Retirement offers the opportunity to give up potentially risky, unhealthy, and/or stressful work, which is expected to foster improvements in retirees’ health. However, retirement also bears the risk that retirees suffer from the loss of daily routines, physical and/or mental activity, a sense of identity and purpose, and social interactions, which may lead them to adopt unhealthy behaviors. Depending on the relative importance of the different mechanisms, retirement may either improve or cause a deterioration of retirees’ health, or eventually have no effect on it at all.

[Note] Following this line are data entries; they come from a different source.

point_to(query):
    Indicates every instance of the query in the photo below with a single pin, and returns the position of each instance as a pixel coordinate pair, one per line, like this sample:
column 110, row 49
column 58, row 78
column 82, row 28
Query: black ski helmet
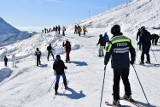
column 115, row 29
column 143, row 28
column 58, row 57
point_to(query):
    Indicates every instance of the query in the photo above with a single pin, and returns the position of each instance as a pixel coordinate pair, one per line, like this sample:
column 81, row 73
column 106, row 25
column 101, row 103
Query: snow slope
column 9, row 34
column 28, row 85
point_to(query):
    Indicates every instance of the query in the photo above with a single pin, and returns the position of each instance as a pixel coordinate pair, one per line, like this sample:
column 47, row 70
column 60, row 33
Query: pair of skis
column 136, row 103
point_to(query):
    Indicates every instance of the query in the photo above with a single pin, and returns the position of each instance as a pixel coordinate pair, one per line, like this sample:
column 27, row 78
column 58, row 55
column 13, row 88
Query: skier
column 102, row 43
column 49, row 48
column 38, row 54
column 14, row 60
column 145, row 39
column 5, row 60
column 138, row 36
column 63, row 30
column 59, row 29
column 79, row 30
column 67, row 46
column 75, row 29
column 106, row 38
column 59, row 67
column 84, row 30
column 119, row 48
column 155, row 38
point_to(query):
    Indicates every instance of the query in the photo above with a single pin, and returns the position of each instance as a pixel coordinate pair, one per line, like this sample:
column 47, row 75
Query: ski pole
column 154, row 55
column 103, row 85
column 51, row 85
column 141, row 85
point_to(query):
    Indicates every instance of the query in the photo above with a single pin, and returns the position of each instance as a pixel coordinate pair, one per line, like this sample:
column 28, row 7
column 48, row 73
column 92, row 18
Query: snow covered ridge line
column 5, row 73
column 130, row 16
column 10, row 34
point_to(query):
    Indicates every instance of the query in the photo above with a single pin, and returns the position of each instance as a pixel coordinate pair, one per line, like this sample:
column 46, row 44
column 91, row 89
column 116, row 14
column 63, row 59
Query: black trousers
column 145, row 50
column 38, row 60
column 50, row 52
column 123, row 74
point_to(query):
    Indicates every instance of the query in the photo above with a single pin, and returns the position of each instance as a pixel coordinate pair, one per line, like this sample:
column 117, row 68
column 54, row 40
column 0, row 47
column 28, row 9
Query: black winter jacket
column 59, row 67
column 119, row 48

Retirement is one of the most fundamental and potentially most disruptive events in an individual’s life.
Methodological innovations and access to large administrative data sets have advanced the credibility of empirical estimates.
Retirement may either be beneficial (e.g. if it is voluntary) or detrimental (e.g. if it cuts all social contacts) to retirees’ health.
The effects of retirement on health work primarily through changes in retirees’ health-related behavior.
Reverse causality makes it very difficult to establish causality.
The outcome measured and time horizon under consideration are important methodological issues.
The most credible empirical evidence available remains ambiguous.
Due to its ambiguity, it is not possible to derive uniform policy implications from the available evidence.
Individuals react differently to becoming a retiree, depending on both personal and contextual factors.